Politics

Trump visits California to check on fires, Biden calls him climate arsonist

San Francisco, Sep 14 (efe-epa).- President Donald Trump on Monday landed in California, where he met with emergency teams to learn the latest about the multiple wildfires that are devastating the state, and he called on local authorities to improve forest management.

Meanwhile, Trump’s Democratic rival for the presidency in the November election, former Vice President Joe Biden, called Trump a “climate arsonist” for his environmental policies amid the fires burning in drought-stricken California, but also in Washington and Oregon.

Air Force One had no sooner landed at the McClellan Park air base near California’s capital of Sacramento than Trump said that the state needs better and stronger forest management, something he said that he’d been calling for over the past three years.

When asked by reporters there about whether he believed that climate change has been a factor in the rapid spread of the devastating fires, Trump responded that many things are possible.

“We have to do a lot about forest management,” Trump said. “Obviously forest management in California is very important and now it extends to Washington and extends also to Oregon. There has to be good, strong forest management, which I’ve been talking about for three years with this state, so hopefully they’ll start doing that.”

“It’ll start getting cooler,” Trump added. “You just watch.”

The fires are the key feature in the current US political battle, where Republicans generally blame them on inadequate forest management which, they say, has allowed dead wood and other flammable materials to accumulate on forest floors for months and now is burning uncontrollably after lightning strikes in many areas.

Democrats, meanwhile, are focusing almost exclusively on climate change and its consequences for the Western US – including less rainfall, more drought and very high temperatures – as the reasons behind the fires.

In California, Trump also met with Democratic Gov. Gavin Newsom, although they were not expected to make a joint public appearance.

Biden, meanwhile, also referred on Monday to the fires, while California Sen. Kamala Harris, the former VP’s running mate for the 2020 vote, on Tuesday will travel to Fresno to learn firsthand what firefighting teams are facing.

Biden asked rhetorically how many suburbs have to burn or disappear in big storms so that a “climate arsonist” can get four more years in the White House, adding why should it surprise people if the US burns even more?

In a speech from Wilmington, Delaware, where he lives, Biden lambasted Trump for a lack of “leadership” in fighting climate change and promising that, if elected, a Biden administration would take action to alleviate it.
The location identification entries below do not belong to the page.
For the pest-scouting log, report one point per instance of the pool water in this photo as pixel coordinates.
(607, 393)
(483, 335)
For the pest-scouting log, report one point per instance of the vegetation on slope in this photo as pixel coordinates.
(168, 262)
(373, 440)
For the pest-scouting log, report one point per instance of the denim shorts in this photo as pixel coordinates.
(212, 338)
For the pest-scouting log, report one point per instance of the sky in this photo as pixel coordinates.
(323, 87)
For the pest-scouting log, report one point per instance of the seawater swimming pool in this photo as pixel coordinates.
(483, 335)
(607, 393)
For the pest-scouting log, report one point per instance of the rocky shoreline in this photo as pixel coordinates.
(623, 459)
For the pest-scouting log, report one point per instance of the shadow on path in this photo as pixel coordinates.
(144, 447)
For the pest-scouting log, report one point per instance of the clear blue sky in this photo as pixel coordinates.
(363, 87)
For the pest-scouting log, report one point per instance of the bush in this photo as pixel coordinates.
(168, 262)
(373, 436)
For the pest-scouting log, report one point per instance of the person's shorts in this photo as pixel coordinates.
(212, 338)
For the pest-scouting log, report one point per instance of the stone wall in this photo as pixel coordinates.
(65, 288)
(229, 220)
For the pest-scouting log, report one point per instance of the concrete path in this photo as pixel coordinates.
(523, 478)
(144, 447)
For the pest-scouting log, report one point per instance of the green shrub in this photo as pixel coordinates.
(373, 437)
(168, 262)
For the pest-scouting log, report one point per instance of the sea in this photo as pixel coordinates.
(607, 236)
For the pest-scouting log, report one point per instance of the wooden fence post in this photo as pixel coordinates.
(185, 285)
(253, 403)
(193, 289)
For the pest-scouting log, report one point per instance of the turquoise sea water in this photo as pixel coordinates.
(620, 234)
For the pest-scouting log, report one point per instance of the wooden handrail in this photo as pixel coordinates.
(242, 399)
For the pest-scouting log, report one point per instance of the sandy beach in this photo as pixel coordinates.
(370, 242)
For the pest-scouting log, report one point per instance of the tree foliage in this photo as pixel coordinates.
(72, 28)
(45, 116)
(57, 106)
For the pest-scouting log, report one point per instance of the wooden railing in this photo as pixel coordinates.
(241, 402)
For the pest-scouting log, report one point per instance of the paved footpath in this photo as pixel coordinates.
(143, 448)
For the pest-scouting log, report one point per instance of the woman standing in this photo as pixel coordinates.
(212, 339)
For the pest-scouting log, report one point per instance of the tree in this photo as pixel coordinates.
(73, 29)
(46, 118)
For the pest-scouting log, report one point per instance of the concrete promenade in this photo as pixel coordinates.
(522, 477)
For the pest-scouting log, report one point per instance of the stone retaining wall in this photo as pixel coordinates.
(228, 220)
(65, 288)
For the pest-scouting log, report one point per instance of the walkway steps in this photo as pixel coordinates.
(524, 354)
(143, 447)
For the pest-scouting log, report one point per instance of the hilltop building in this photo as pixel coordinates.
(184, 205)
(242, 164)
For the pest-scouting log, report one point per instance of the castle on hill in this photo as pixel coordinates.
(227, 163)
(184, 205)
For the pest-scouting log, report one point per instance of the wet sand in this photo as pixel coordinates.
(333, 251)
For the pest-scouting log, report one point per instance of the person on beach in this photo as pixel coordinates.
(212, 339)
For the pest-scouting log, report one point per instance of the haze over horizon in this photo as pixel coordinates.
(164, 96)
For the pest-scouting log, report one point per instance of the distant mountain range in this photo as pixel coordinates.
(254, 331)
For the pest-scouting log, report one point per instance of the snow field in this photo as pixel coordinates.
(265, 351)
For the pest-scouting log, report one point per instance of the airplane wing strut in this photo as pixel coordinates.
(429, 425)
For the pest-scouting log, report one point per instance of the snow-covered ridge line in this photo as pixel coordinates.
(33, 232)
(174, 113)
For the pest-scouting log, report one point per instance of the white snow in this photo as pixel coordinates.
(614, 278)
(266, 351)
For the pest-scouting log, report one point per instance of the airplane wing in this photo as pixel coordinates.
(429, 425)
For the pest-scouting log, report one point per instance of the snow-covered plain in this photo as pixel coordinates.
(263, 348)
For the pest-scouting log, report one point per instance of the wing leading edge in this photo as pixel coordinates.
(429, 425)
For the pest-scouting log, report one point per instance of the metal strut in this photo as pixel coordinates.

He said that Trump had repeatedly denied that climate change was going on, saying: “It requires action, not denial. It requires leadership, not scapegoating. … It requires a president to meet the threshold duty of the office – to care for everyone. To defend us from every attack – seen and unseen.”

“Donald Trump’s climate denial may not have caused these fires and record floods and record hurricanes, but if he gets a second term these hellish events will become more common, more devastating and more deadly,” asserted Biden, who served from 2009-2017 as former President Barack Obama’s vice president.

He also said that Trump has said he thinks climate change is a “hoax.”

The former VP said, among other things, that if he’s elected he wants to see the US become the first country in the world to reach zero greenhouse gas emissions and, in the process, to generate new income sources.

Biden joked that when Trump talks about LED lightbulbs, he says he doesn’t like them because the light they emit is not good, but it’s really because they make his skin look too orange.

But, concretely, he said that if elected he will return the US to the Paris Climate Agreement – from which Trump withdrew the country – adding that he will ensure that the US once again will lead the world in tackling climate change.

Since he took office in 2017, Trump has rolled back numerous measures that had been put in place to confront climate change. He has also deregulated emissions from coal-powered plants and relaxed vehicle energy efficiency standards.

Firefighters are working to try and control multiple fires across all three West Coast states, but their job is being made difficult by strong winds that in the coming hours could further aggravate and spread the flames.